Last night I had a dangling storm cloud of uncertainty on a previously working module.
Previously, our products were categorized appropriately and effectively. We had a dynamic taxonomy/term/% view that was doing its job. Life was good.

Next, our client requested a blog. If there's any of our clients who is capable of tending a blog and keeping things up to date and relevant, it's her. So we said yes.
I installed the custom blog module that came with a responsive theme that we bought. Then it all went down hill.

I'll cut to the chase - the custom blog had a field named 'field_category' that was a taxonomy term reference so that we can tag our posts with some relevant terms. Unfortunately for me, I had named the product page term reference the same, 'field_category'. When I enabled the custom blog module, the install/enable script on the custom blog commandeered my product taxonomy into blog article taxonomy. After this, if I were to edit a product page, the category term reference would be broken, and if I saved any changes, it would be removed! Subsequently, some of my products quit appearing on their appropriate taxonomy views. Not good.
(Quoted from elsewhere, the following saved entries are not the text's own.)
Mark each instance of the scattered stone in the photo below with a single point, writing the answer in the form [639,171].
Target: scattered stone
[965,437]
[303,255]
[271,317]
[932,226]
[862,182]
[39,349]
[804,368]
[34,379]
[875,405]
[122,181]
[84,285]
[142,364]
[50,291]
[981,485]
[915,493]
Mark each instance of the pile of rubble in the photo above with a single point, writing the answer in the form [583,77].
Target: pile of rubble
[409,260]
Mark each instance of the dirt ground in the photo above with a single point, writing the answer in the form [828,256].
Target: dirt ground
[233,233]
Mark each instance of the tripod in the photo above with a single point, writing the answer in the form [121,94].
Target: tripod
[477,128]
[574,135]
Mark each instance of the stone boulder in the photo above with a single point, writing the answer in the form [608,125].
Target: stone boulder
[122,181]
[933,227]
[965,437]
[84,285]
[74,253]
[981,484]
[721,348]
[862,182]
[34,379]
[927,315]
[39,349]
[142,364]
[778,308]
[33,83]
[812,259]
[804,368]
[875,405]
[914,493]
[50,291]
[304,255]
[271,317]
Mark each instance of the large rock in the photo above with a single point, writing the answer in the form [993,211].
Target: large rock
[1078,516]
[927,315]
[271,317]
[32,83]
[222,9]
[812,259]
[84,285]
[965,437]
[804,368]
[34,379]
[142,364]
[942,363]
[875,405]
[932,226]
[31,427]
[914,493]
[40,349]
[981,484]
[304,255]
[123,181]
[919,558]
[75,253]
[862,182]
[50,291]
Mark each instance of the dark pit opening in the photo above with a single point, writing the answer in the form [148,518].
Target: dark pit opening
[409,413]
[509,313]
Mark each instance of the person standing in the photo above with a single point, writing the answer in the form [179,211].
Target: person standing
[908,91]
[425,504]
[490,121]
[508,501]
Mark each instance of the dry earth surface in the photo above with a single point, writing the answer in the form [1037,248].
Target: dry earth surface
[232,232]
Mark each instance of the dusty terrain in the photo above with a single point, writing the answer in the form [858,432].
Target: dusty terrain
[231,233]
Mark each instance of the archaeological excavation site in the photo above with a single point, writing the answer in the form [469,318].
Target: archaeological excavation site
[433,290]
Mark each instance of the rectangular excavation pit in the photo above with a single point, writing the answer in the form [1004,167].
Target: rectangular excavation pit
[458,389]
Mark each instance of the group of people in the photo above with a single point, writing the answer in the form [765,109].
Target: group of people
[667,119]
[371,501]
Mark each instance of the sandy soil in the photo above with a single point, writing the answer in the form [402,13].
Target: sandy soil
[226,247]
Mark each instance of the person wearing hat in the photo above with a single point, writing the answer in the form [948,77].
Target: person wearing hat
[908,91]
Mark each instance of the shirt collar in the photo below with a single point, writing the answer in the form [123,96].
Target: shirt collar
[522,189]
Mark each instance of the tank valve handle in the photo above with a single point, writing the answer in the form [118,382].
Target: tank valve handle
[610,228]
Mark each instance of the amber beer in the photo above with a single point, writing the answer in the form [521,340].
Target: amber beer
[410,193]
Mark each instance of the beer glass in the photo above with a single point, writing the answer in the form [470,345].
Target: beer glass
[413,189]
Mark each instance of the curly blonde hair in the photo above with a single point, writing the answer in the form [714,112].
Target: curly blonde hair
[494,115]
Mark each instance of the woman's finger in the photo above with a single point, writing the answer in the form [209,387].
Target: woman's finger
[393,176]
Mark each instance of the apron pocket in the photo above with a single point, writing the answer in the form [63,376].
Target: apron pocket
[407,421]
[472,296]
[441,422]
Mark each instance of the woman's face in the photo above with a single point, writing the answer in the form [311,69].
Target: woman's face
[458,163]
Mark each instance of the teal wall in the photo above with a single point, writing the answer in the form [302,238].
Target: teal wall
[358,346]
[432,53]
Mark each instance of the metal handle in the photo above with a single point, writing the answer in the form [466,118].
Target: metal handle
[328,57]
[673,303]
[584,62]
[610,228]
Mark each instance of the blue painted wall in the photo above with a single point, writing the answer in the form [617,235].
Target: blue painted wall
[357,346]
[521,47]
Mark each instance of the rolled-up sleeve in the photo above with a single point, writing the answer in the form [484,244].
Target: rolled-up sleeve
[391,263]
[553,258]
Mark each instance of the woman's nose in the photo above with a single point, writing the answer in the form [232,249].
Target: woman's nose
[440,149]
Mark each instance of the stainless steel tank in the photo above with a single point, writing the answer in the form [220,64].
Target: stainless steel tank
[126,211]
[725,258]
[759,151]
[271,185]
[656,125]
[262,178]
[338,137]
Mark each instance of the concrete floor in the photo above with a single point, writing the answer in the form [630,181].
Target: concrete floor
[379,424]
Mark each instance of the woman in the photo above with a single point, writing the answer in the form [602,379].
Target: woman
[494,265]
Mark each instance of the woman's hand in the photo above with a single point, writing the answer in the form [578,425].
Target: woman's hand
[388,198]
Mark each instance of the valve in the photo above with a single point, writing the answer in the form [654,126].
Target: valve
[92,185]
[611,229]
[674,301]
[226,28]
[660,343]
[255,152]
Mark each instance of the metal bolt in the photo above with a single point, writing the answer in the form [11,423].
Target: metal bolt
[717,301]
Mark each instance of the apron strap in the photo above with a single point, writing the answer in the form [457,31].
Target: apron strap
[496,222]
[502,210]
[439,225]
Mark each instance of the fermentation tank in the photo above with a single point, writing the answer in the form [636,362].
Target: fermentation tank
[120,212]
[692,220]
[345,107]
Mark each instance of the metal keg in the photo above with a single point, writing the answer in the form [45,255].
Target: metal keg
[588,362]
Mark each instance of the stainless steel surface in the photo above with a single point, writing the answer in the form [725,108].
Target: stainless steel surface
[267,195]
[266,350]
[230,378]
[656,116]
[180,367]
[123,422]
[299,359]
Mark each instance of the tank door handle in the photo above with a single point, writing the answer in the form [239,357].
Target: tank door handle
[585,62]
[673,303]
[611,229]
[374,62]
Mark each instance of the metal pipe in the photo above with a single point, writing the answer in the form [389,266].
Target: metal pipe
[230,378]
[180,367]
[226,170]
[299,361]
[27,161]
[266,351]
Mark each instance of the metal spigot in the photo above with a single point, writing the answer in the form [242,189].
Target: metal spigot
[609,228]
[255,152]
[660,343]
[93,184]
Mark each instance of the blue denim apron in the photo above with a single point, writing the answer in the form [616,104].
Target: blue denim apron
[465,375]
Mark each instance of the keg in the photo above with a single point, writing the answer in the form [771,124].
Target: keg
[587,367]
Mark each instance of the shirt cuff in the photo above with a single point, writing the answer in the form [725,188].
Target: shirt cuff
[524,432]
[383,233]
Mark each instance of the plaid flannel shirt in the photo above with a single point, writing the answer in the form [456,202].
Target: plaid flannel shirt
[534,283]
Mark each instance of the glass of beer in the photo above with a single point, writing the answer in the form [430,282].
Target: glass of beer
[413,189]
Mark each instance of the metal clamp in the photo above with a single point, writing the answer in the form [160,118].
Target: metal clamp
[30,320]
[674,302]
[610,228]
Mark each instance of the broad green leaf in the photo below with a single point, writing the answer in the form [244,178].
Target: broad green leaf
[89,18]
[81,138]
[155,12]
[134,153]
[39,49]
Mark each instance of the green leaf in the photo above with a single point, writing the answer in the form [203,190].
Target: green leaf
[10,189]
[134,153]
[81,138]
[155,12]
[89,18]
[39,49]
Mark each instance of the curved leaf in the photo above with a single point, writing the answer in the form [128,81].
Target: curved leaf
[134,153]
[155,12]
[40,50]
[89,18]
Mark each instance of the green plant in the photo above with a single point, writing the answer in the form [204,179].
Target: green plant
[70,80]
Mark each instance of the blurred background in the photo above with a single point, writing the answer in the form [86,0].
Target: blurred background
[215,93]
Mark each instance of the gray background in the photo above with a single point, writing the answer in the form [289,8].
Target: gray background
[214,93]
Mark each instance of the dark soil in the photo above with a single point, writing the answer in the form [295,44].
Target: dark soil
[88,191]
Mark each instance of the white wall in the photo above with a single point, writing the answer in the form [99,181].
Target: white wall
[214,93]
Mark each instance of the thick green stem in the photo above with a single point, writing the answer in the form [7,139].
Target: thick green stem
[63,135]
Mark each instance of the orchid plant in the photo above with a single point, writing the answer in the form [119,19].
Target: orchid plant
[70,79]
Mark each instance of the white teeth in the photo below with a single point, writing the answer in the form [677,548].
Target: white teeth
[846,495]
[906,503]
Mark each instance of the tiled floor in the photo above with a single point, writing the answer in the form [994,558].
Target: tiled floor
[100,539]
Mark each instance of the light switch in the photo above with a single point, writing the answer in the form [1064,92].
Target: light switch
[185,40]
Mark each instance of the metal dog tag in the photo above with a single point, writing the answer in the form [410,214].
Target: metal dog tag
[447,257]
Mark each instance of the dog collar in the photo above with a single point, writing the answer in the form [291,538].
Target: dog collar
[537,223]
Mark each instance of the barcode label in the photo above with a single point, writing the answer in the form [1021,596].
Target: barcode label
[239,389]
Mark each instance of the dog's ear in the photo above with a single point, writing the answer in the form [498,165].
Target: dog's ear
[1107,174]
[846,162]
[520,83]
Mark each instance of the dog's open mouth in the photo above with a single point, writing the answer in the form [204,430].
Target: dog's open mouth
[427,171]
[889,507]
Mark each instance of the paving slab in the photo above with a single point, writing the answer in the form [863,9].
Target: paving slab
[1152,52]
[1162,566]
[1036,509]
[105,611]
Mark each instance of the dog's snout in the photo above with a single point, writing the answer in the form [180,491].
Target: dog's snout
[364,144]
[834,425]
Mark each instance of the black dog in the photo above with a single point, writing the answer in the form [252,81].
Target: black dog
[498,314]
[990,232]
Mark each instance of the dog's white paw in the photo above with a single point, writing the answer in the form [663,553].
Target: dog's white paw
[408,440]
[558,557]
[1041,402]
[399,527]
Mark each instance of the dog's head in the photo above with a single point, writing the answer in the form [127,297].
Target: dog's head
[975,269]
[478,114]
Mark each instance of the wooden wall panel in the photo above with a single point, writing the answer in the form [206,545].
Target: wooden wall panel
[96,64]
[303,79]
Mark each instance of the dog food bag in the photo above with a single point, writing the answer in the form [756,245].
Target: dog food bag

To recover, I restored a database backup to a dev server. I exported the 'field_data_category' to a .sql file.
Second, I created a new field, a term reference, in the product content type, linking it to the correct taxonomy vocabulary, and named it 'field_product_category'.
Third, I tweaked the .sql file to accommodate the new table name, then imported the old data to the new field.

Since some edits had been made to products, I sorted the Content menu by date modified, then filtered for product field. Anything modified after the blog had been installed simply needed to be opened, and re-saved. When opened, the term reference was populated correctly (since I did a direct database import), but did not yet register with the dynamic taxonomy list.